Annales de la Faculté de Droit d’Istanbul, sa.75, ss.33-53, 2024 (Scopus)
The Constitutional Court was established in Poland in 1985, a country that adopted the European model constitutional
justice system. Individual application to the Constitutional Court (Constitutional complaint), which is an important
mechanism in the protection of individual rights and freedoms and also ensures the development of the Constitutional
Court jurisprudence, was made possible for the first time in Poland with the Constitution that came into force in 1997.

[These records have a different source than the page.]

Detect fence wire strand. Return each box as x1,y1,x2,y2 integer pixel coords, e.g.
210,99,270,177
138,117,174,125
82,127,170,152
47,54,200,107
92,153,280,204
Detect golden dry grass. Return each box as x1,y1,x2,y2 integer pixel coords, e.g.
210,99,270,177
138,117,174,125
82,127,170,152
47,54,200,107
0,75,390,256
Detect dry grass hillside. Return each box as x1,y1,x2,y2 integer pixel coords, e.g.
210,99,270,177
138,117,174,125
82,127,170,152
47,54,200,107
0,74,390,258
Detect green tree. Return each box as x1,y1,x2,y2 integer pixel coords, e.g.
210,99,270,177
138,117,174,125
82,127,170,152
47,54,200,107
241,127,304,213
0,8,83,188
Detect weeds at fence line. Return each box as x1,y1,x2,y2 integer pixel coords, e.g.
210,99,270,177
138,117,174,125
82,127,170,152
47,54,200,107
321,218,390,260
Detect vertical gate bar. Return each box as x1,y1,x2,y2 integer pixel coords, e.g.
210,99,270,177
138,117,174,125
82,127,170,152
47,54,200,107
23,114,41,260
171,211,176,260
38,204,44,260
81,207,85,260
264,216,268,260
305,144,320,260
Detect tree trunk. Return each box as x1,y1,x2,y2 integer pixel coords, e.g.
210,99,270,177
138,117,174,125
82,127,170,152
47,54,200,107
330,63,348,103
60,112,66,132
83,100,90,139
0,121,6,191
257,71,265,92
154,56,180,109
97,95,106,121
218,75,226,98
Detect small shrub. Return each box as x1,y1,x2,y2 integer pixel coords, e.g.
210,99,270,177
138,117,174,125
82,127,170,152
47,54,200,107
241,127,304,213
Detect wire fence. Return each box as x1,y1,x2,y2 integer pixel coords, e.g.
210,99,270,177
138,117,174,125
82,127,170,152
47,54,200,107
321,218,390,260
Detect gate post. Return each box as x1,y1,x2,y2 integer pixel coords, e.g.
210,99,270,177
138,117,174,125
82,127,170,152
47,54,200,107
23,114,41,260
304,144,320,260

The Constitutional Tribunal Act, which was adopted in the same year with the 1997 Polish Constitution, contains
regulations regarding individual application. Because of the judicial reforms carried out in 2016, the Constitutional
Tribunal Act Law was changed. The Act of Organisation of the Constitutional Tribunal and the Mode of Proceedings
Before the Constitutional Tribunal, which is the most recent act put into force on January 3, 2017, includes up-to-date
regulations regarding individual applications. The review authority of the Polish Constitutional Court regarding individual
applications differs from that in Turkey. In the Republic of Poland, when an application is made to the Constitutional
Court on the grounds that fundamental rights and freedoms guaranteed in the constitution have been violated, the legal
regulation itself is subject to unconstitutionality review. The reasons for choosing Poland in this study include the fact
that the Constitutional Court was established in Poland before the collapse of the Eastern Bloc; that it sets an example for
other Eastern European countries; and that legal regulations can also be subject to individual application.